Justinmorel.info : vous êtes de l’opposition républicaine, comment se fait-t-il que vos conseillers communaux votent pour le RPG dans certaines localités ?

Abdoulaye Kourouma : l’opposition en général, avait 21 conseillers sur 41. Ce qui veut dire que nous avions la majorité à N’Nzérékoré. Il y a eu un problème d’égos. En partant en candidature unique au sein de l’opposition, on avait tout de suite la majorité. Et nous, nos conseillers sont partis dans le but d’accompagner la candidature unique de l’opposition, qui était présidée ou qui devrait être Pépé Michel Zougbélémou. C’était ça le contrat, le consensus entre l’opposition. Mais on était surpris de voir dans le rang de l’opposition, qu’il y ait un deuxième candidat. C’est ce qui a donné la victoire au RPG. Donc, on n’a pas voté pour le RPG, nous avons obtenu dans notre consensus au sein de l’opposition le poste du premier vice-maire.

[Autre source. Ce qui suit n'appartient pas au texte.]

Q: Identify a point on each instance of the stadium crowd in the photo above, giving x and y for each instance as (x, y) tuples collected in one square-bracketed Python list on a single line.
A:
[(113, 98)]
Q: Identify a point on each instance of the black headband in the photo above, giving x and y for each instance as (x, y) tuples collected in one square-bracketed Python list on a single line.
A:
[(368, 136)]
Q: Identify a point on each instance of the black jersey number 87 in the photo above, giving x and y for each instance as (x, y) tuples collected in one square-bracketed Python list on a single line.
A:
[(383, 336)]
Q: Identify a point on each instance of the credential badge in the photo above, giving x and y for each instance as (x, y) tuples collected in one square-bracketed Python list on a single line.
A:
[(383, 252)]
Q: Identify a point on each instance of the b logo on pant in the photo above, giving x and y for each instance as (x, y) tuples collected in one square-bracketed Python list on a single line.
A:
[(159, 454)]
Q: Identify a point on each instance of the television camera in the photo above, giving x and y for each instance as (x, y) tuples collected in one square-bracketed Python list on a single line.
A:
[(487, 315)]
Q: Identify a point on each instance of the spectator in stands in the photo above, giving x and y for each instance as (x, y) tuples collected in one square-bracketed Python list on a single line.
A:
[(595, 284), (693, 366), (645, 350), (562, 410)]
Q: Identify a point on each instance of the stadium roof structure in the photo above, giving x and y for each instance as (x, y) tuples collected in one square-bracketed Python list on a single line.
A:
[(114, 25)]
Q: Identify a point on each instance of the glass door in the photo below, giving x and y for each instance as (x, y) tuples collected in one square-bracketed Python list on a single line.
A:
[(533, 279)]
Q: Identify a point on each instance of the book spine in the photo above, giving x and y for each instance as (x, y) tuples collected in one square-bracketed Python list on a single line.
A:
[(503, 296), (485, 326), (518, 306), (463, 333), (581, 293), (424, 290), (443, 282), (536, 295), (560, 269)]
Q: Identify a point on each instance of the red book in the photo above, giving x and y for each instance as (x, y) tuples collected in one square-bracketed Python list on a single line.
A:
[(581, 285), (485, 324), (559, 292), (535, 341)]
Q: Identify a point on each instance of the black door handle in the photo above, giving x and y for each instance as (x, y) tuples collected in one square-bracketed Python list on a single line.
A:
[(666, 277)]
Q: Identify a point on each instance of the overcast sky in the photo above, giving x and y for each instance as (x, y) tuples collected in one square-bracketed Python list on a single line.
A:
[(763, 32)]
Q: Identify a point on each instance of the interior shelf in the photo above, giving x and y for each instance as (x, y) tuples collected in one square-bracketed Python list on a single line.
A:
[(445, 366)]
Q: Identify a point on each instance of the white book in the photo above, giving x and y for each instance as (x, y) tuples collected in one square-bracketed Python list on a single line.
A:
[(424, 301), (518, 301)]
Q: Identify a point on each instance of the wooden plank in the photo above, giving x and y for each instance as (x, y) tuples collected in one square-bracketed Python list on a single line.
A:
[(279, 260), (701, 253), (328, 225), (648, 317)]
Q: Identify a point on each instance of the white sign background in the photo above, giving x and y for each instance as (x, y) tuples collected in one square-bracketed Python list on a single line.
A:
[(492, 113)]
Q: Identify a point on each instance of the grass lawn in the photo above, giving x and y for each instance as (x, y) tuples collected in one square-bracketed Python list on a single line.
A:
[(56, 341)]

Nous avons été candidat au poste du premier vice maire. Mais L’UFDG s’est levé contre nous comme candidat, ainsi l’UFR, le RPG, on n’en parle pas… Nous avons gagné les élections au niveau du poste premier vice-maire.

Pour le poste de deuxième vice maire dans nos consensus, l’UFR devrait être candidat, quand il s’est porté candidat, le RPG s’est présenté, l’UFDG idem, nous n’étions pas candidat. Et, le RPG a gagné.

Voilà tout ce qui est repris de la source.